Aux côtés de grandes multinationales, souvent établies de longue date sur le territoire (Bayer produit dans son usine des Asturies, dans le nord du pays, la totalité de l’aspirine exploitée dans le monde, Novartis est établi près de Barcelone), coexistent des poids lourds espagnols, comme le parfumeur catalan Puig, qui produit les eaux de toilette Nina Ricci ou Jean Paul Gaultier, mais aussi le champion de l’engrais Fertiberia ou les laboratoires pharmaceutiques Almirall.

« Flexibilité de l’emploi »

« Nous sommes l’une des industries qui repoussent le plus en Europe.

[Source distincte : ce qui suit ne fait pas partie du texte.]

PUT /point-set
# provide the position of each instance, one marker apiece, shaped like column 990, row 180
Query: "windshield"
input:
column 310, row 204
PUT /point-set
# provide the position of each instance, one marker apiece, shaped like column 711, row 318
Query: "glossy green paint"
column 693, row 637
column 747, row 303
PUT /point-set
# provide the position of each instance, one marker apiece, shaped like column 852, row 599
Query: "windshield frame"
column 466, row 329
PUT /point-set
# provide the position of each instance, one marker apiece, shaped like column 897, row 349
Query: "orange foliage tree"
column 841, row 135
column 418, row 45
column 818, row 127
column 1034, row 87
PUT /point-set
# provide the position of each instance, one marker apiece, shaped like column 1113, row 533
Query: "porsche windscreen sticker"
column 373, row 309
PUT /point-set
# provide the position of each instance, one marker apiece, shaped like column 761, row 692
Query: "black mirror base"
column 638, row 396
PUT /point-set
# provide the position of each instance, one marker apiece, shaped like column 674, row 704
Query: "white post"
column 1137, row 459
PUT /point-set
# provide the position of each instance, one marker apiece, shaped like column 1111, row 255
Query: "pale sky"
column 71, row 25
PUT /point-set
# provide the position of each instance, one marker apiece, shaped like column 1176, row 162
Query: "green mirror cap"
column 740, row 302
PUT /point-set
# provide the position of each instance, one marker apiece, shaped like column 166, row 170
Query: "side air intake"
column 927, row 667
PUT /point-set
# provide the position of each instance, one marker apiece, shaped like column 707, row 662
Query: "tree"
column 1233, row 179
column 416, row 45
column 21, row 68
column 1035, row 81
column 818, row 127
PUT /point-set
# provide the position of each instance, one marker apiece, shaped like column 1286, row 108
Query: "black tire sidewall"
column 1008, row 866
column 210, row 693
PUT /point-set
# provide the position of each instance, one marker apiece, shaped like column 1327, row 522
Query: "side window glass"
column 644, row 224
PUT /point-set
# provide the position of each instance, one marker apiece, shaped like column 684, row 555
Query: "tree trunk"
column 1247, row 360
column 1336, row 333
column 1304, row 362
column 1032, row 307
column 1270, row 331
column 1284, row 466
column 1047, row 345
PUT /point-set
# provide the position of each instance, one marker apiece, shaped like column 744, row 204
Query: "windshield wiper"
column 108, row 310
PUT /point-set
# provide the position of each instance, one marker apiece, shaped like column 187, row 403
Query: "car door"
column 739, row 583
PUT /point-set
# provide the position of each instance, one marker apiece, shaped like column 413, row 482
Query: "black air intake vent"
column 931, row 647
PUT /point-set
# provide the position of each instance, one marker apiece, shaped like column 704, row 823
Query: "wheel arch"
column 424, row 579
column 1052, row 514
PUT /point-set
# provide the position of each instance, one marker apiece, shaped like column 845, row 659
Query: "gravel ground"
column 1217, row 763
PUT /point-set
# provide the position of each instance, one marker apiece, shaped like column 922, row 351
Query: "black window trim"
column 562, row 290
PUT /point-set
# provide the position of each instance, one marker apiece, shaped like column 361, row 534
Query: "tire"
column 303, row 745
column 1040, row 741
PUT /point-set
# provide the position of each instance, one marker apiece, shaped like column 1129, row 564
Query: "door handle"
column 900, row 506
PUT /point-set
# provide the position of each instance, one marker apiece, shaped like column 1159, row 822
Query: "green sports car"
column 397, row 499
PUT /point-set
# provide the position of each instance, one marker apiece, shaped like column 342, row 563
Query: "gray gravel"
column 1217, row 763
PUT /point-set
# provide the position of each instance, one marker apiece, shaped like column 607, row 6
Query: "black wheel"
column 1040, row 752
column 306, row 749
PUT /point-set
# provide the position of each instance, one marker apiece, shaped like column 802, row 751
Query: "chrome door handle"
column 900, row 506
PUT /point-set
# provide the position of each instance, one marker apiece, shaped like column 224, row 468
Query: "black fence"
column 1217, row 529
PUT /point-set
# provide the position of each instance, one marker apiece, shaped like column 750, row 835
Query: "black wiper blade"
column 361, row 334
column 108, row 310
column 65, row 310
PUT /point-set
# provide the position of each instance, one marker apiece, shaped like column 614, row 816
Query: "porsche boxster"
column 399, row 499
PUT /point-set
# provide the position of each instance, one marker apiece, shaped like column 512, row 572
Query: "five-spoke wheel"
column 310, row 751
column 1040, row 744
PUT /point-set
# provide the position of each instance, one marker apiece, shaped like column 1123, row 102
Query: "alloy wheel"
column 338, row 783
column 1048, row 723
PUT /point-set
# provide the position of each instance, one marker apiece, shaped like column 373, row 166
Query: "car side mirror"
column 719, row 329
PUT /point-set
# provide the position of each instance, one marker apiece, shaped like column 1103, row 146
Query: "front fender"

La chimie génère de manière directe et indirecte près de 5,8 % du PIB espagnol et 3 % de l’emploi », déclare Juan Antonio Labat, directeur général de la Fédération des entreprises de l’industrie chimique espagnole (Feique).

Pas uniquement le secteur participe à la croissance soutenue de l’Espagne (2,6 % en 2018), mais, avec 94 % de contrats en CDI et un salaire annuel moyen de 38 000 euros, il propose des emplois de meilleure qualité que le tourisme et l’hôtellerie. Car, si ces derniers n’ont arrêté de prendre du poids dans l’économie espagnole (ils pèsent aujourd’hui 12 % du PIB) et restent de grands pourvoyeurs de jobs (13,8 % du total), les contrats saisonniers sont monnaie courante, la part de l’emploi à durée décidée s’élève à 35 % et le salaire moyen dépasse à peine les 14 000 euros annuels.